Conversation
WalkthroughThe PR enhances the interpreter with operation-type awareness (extract, scrape, crawl, search) and introduces sophisticated navigation/stability utilities including network-wait strategies, image-loading detection, and DOM stabilization. TypeScript configuration is refined with proper root directory and type constraints. Changes
Estimated code review effort🎯 4 (Complex) | ⏱️ ~45 minutes Possibly related PRs
Suggested labels
Suggested reviewers
Poem
🚥 Pre-merge checks | ✅ 3✅ Passed checks (3 passed)
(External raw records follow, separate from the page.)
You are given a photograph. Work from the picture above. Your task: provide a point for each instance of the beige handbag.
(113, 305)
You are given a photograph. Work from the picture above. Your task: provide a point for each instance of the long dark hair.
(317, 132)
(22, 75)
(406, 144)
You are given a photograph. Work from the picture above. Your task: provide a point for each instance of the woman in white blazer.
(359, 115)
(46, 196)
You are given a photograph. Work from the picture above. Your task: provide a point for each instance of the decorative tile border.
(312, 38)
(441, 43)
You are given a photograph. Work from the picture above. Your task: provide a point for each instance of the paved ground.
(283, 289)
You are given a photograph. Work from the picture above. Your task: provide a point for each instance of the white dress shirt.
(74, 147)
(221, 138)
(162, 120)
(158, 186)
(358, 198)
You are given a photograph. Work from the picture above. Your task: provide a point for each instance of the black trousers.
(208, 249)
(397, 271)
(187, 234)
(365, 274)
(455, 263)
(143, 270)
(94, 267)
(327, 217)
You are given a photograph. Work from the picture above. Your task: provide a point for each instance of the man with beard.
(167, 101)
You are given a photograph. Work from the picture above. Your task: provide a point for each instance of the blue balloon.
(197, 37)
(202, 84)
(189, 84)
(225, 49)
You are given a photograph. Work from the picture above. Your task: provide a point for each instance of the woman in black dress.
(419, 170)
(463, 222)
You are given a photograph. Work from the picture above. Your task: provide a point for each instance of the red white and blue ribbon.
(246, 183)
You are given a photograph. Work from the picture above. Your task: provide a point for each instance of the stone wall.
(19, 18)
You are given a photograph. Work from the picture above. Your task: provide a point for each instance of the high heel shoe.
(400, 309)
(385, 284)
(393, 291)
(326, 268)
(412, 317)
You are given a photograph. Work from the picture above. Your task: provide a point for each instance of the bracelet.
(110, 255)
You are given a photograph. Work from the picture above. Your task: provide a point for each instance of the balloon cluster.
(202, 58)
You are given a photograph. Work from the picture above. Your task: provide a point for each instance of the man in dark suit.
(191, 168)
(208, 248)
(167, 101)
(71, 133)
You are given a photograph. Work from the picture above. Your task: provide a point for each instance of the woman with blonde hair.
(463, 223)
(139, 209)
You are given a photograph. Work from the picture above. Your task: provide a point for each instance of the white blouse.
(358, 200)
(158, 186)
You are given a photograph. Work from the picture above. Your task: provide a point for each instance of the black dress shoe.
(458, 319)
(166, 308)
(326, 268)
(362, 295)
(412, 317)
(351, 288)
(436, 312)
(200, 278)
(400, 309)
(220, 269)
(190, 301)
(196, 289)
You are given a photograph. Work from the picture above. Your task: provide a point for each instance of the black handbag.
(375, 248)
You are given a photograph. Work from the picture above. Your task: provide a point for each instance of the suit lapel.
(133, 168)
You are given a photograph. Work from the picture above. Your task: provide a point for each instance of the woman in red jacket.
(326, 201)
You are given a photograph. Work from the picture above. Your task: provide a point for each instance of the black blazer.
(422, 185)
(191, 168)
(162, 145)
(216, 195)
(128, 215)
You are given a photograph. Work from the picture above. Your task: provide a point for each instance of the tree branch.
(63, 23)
✏️ Tip: You can configure your own custom pre-merge checks in the settings. ✨ Finishing Touches📝 Generate docstrings
🧪 Generate unit tests (beta)
Thanks for using CodeRabbit! It's free for OSS, and your support helps us grow. If you like it, consider giving us a shout-out. Comment |
There was a problem hiding this comment.
Actionable comments posted: 4
Caution
Some comments are outside the diff and can’t be posted inline due to platform limitations.
⚠️ Outside diff range comments (1)
maxun-core/src/interpret.ts (1)
759-781:⚠️ Potential issue | 🟠 MajorWait for dynamic content before non-paginated
scrapeList.The paginated path waits in
scrapeCurrentPage, but the non-paginated path evaluateswindow.scrapeListimmediately after script loading. With fasterdomcontentloadednavigation, client-rendered list items can be missed.🐛 Proposed fix
if (!config.pagination) { + await this.waitForDynamicStability(page, [{ + action: 'scrapeList', + args: [config] + } as any]); + scrapeResults = await page.evaluate((cfg) => { try { return window.scrapeList(cfg); } catch (error: any) {🤖 Prompt for AI Agents
Verify each finding against the current code and only fix it if needed. In `@maxun-core/src/interpret.ts` around lines 759 - 781, The non-paginated branch calls window.scrapeList immediately after ensureScriptsLoaded and can miss client-rendered items; change that branch to wait the same way the paginated path does by invoking the same waiting/scrape helper (e.g., call and await this.scrapeCurrentPage(page, config, actionName) or the equivalent wait-for-list-render function used by handlePagination) before evaluating/collecting results, then assign scrapeResults from that awaited call (or fall back to page.evaluate(window.scrapeList) only if the wait returns nothing).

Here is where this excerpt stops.